Itoshi Rin

    Itoshi Rin

    childhood sweethearts | c: kk676671537

    Itoshi Rin
    c.ai

    The town hasn't changed much.

    Not really, anyway, he supposed. Same crooked street signs. Same 24/7 convenience store at the corner with the flickering light that never got fixed. The same summer air that smelled faintly of citrus and old rain.

    But Rin felt different. Oddly, or was it just today? But he did feel strange — walking through it now — like he had shed ten different versions of himself in the last few years since he left. And yet, some part of him still remained. Stayed behind. The part that somehow imperceptibly looked for your shadow every time the wind moved through familiar streets.

    And when he saw you again, standing by the vending machine near the park where your names were once scratched beneath the rusting side — he can only realize something so terribly devastating;

    You had always been the constant he never let himself return to.

    Oh.

    He hasn't really thought about it much but really, just really — have you always been this beautiful before?

    He sees you turn before he could even call your name.

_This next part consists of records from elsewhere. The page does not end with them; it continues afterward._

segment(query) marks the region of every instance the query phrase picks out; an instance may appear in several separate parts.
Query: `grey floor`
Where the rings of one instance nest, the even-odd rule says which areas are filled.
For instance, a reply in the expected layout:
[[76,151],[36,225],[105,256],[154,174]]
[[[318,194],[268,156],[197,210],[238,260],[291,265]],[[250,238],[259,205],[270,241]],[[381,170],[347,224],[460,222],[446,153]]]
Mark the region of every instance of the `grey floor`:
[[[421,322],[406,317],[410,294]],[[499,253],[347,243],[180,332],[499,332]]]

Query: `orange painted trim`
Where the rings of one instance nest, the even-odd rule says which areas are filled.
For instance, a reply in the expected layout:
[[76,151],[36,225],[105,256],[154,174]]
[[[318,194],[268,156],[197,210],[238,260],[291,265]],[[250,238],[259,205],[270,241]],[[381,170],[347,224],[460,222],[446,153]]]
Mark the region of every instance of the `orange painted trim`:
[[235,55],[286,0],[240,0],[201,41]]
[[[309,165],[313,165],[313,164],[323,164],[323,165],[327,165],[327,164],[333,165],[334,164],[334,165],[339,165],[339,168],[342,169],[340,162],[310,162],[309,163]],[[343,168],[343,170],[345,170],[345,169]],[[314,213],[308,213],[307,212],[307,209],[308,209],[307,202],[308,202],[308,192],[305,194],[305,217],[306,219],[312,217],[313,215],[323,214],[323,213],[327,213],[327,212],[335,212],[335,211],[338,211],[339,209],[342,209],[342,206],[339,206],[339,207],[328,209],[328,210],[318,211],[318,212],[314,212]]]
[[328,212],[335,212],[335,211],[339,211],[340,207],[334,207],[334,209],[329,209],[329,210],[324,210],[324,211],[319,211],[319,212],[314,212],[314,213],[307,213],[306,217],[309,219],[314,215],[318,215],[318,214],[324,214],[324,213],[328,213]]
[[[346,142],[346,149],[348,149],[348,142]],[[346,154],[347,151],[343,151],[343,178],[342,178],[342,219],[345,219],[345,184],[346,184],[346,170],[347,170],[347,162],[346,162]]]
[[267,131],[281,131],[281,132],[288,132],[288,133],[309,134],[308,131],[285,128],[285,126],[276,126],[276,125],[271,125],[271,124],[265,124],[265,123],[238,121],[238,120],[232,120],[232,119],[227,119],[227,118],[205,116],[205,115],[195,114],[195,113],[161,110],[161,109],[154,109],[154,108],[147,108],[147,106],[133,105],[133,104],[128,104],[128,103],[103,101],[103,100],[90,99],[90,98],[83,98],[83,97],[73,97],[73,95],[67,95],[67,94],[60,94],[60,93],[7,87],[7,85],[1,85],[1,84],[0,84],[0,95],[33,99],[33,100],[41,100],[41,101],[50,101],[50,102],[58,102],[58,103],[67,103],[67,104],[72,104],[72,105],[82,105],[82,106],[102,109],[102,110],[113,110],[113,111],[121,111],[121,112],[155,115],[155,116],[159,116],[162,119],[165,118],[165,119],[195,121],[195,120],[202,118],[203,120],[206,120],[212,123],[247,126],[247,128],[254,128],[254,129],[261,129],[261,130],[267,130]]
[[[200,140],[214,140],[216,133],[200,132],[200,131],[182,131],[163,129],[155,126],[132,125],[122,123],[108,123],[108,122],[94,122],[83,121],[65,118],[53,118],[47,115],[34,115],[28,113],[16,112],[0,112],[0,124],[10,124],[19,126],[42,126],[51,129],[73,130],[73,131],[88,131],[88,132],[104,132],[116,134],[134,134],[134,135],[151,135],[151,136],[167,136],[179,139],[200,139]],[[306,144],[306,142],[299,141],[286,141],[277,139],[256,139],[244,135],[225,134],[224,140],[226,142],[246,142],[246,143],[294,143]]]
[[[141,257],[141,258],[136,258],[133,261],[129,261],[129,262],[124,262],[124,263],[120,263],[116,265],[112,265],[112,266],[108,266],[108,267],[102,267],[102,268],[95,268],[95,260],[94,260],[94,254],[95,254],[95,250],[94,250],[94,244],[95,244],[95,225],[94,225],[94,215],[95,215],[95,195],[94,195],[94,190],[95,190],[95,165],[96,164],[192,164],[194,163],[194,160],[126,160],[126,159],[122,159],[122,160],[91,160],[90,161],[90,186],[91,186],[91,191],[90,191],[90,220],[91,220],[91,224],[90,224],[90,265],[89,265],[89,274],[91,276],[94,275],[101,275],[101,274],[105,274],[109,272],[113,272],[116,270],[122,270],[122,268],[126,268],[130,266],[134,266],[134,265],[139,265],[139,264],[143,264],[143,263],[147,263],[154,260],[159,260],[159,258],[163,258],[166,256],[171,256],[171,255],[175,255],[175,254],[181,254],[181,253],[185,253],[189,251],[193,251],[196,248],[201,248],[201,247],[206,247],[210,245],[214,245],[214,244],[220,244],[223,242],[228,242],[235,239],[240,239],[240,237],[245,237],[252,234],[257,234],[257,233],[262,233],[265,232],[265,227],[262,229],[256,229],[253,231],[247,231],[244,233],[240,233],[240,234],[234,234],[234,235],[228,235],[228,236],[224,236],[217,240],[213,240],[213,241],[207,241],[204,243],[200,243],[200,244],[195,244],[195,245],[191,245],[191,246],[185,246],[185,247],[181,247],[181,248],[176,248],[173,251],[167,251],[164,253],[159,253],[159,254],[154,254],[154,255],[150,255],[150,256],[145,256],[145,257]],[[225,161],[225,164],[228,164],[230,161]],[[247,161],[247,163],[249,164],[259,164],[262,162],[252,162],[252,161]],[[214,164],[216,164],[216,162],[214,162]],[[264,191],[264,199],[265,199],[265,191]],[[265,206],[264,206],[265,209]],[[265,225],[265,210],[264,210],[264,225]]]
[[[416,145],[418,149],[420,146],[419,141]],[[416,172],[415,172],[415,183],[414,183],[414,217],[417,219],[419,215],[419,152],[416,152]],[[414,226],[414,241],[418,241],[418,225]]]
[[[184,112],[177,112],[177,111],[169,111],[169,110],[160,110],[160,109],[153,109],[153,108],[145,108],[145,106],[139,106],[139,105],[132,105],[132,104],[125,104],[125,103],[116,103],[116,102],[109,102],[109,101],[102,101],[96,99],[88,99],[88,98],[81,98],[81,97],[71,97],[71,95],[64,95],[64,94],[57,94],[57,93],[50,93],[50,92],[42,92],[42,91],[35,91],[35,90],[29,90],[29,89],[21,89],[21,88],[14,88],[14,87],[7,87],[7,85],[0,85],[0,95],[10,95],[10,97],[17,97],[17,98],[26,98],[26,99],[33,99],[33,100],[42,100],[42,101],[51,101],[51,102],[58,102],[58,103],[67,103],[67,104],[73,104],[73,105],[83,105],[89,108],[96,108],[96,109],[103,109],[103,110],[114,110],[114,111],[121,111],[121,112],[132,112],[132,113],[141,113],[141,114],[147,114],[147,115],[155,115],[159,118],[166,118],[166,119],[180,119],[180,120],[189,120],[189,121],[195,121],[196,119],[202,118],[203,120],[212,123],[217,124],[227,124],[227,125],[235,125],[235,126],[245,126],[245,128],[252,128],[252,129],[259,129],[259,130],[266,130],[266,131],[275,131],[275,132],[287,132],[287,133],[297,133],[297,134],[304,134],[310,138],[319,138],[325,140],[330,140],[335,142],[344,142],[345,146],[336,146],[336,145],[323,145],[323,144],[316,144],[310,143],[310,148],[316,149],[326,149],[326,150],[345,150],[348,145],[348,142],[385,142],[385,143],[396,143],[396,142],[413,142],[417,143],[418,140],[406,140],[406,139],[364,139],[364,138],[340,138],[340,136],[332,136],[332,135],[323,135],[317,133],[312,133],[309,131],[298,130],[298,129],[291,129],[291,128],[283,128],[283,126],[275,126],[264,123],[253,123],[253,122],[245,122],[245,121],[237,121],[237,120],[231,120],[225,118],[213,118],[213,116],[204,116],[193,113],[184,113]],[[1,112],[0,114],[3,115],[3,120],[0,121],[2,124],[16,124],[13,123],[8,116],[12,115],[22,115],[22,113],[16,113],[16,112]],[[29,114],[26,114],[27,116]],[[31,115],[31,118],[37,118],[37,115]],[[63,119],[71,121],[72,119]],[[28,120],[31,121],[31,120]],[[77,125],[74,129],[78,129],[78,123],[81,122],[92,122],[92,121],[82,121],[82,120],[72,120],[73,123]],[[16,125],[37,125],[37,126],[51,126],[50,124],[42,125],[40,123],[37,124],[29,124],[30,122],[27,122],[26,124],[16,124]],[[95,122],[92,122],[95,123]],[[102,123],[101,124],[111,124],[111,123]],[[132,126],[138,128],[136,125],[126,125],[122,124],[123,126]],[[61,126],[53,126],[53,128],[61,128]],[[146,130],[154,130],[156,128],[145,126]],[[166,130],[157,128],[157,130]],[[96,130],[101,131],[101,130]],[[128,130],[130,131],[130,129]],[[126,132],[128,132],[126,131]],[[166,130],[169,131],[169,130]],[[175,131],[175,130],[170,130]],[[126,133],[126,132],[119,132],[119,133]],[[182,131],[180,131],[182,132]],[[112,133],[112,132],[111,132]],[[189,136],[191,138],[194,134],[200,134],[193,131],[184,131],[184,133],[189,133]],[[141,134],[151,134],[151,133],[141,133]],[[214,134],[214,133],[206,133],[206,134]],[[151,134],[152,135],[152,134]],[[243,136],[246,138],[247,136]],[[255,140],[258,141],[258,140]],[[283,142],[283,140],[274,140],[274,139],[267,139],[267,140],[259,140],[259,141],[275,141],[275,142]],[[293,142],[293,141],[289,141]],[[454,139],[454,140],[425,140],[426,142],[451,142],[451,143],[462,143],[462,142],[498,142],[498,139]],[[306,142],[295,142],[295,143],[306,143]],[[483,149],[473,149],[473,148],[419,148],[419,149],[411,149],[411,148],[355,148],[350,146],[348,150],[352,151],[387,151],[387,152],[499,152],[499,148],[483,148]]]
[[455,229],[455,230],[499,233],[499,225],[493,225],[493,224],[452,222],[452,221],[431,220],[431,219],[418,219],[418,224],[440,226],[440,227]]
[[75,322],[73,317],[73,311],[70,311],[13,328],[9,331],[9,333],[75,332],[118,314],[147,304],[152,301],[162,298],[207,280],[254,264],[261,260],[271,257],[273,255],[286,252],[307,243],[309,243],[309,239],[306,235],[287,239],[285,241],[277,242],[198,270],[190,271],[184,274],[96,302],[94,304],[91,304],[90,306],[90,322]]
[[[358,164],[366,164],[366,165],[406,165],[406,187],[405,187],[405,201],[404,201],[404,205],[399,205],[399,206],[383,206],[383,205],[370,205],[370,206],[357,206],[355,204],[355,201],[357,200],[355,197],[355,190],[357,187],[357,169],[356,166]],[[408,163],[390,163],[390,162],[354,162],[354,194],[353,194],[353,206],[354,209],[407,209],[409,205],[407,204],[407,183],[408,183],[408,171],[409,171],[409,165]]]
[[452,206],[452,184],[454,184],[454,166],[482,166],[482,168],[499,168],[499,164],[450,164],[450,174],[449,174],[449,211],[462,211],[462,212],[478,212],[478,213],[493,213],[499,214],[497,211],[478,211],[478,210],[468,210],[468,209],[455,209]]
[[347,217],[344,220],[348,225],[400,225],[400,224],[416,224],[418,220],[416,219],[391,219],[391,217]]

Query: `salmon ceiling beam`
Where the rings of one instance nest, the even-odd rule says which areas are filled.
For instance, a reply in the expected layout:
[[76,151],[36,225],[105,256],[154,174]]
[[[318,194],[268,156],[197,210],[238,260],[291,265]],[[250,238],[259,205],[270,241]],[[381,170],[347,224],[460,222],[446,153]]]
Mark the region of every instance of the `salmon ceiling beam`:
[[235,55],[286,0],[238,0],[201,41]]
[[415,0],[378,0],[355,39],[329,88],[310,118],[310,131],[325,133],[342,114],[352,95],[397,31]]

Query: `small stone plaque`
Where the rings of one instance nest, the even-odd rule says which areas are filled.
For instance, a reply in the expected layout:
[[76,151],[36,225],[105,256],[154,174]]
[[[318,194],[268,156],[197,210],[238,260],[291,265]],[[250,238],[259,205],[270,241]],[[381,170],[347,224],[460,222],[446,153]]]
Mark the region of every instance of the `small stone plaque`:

There wasn't a dramatic pause. No swelling music. No flickering camera flashes. This was reality and you two met again.

    “Yo,” He finds himself managing to say, voice low as though it might spook the moment away.

    For a second, he almost blames how he’s been gone for so long that it made his heart ache now that he's looking at you — staring, even — admiring.

    Your eyes softened. The same way they used to when he’d show up with bruised knuckles and nothing to say but stay. Or how younger him would show up at the doorstep of your house with bandages because apparently he tried to jump on a flock of pigeons that were on the ground. You didn't ask about Blue Lock. Didn't ask about football either.

    You asked if he wanted the same lemon soda he used to drink back in the day. The one he’d always say tasted terrible but drank anyway as if it meant sitting beside you under the summer sky.

    You talked for an hour.

    Maybe two.

    About things that didn't matter. About things that did.

    And when silence comes again, he finds himself reluctantly moving his hand closer to yours. Itching, he brushes his fingers with yours as if testing the waters.

    Strangely, it was warm. And he finds himself lacing his pinky finger with yours.

    “I should've called sooner.” He said, barely above a murmur. “Didn't know if it was selfish to want more than what we had. The friendship, I mean.”

    The cicadas hummed above, a slow burning orchestra. Somewhere nearby, the sound of kids playing echoed from a schoolyard — familiar and distant, like the kind of life he left behind in fragments.

    “I want to stay.” He added, eyes meeting yours. “Not as the same kid as you’ve met before. Properly. I want to be yours. Not almost. Not maybe.”

    The words weren't poetry. They weren't rehearsed. But in the quiet conviction of his voice, in the way that he looked at you like you were gravity and he was tired from floating, they might as well have been.

    He didn't brace for rejection. There was no need. He merely sat beside you, waiting.

    And perhaps hoping that the heart he once buried in this town still had a place beside yours.